Question

The rate of reaction:
\(\text{CH}_3\text{COOC}_2\text{H}_5 + \text{NaOH} \rightarrow \text{CH}_3\text{COONa} + \text{C}_2\text{H}_5\text{OH}\)
is given by the equation. Rate \(K[\text{CH}_2\text{COOC}_2\text{H}_5] [\text{NaOH}]\). If concentration is expressed in \(\text{mol L}^{-1}\). The unit of K is

• A. L mole^-1 s^-1
• B. S^-1
• C. mol^-2 L² s^-1
• D. mol L^-1 s^-1

Answer 1

The Correct Option is A

In the given rate equation:
\(\text{Rate} = k[\text{CH}_3\text{COOC}_2\text{H}_5][\text{NaOH}]\)

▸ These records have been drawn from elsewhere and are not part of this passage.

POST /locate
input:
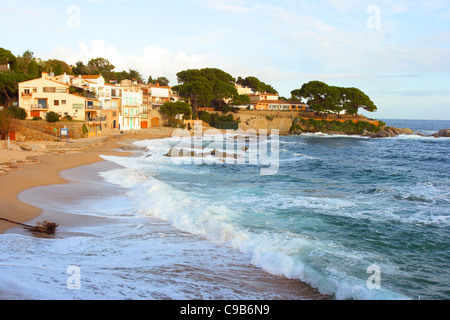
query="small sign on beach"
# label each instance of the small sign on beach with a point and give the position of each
(64, 132)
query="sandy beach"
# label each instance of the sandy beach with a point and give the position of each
(29, 169)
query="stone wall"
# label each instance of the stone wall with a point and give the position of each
(43, 130)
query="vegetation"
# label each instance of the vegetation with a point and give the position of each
(171, 109)
(215, 117)
(163, 81)
(347, 127)
(329, 99)
(52, 117)
(7, 121)
(85, 129)
(205, 87)
(256, 85)
(6, 57)
(17, 112)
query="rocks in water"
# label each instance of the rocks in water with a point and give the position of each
(442, 133)
(398, 131)
(388, 132)
(176, 152)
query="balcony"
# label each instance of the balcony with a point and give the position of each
(95, 119)
(94, 107)
(38, 107)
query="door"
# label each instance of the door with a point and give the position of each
(155, 122)
(42, 103)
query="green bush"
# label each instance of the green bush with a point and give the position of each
(349, 127)
(204, 116)
(85, 129)
(52, 117)
(18, 113)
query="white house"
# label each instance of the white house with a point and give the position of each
(130, 117)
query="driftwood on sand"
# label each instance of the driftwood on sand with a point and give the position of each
(42, 227)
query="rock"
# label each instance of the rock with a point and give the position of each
(442, 133)
(398, 131)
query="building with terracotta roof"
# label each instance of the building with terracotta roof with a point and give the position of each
(42, 95)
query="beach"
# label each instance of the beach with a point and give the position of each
(164, 263)
(44, 167)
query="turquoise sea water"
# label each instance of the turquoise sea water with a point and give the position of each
(337, 207)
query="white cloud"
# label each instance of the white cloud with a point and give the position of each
(152, 60)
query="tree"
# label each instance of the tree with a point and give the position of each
(204, 116)
(24, 60)
(171, 109)
(322, 97)
(240, 99)
(52, 116)
(6, 57)
(103, 67)
(55, 66)
(256, 85)
(319, 96)
(33, 69)
(136, 75)
(17, 112)
(163, 81)
(7, 121)
(81, 69)
(205, 86)
(9, 83)
(355, 99)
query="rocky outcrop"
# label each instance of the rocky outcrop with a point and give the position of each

The rate constant (K) is determined by the units of the rate equation. Let's analyze the units:
\(\text{Rate} = k [\text{CH}_3\text{COOC}_2\text{H}_5] [\text{NaOH}]\)

Rate has units of \(\text{mol L}^{-1} \text{ s}^{-1}\) (since it is expressed as concentration change per unit time).
\([\text{CH}_3\text{COOC}_2\text{H}_5] \text{ has units of mol L}^{-1}\)
\([\text{NaOH}] \text{ also has units of mol L}^{-1}\)

By substituting the units into the rate equation, we have:
\(\text{mol L}^{-1} \text{ s}^{-1} = k \times (\text{mol L}^{-1}) \times (\text{mol L}^{-1})\)

To balance the units on both sides of the equation, K must have units of \(\text{L mol}^{-1} \text{ s}^{-1}\).
 Therefore, option (A) \(\text{L mole}^{-1} \text{ s}^{-1}\) is the correct unit for K.

Answer 2

The given rate law is:
\( \text{Rate} = K[\text{CH}_3\text{COOC}_2\text{H}_5][\text{NaOH}] \)
Since the rate law is of the form: Rate = K [A][B], this is a second-order reaction.

Units of Rate: mol L^-1 s^-1
Units of [A] and [B]: mol L^-1

So, plug into the rate equation:
\( \text{mol L}^{-1} \text{ s}^{-1} = K (\text{mol L}^{-1}) (\text{mol L}^{-1}) \)
\( K = \frac{\text{mol L}^{-1} \text{ s}^{-1}}{(\text{mol L}^{-1})^2} = \text{L mol}^{-1} \text{ s}^{-1} \)

Correct Answer: L mol^-1 s^-1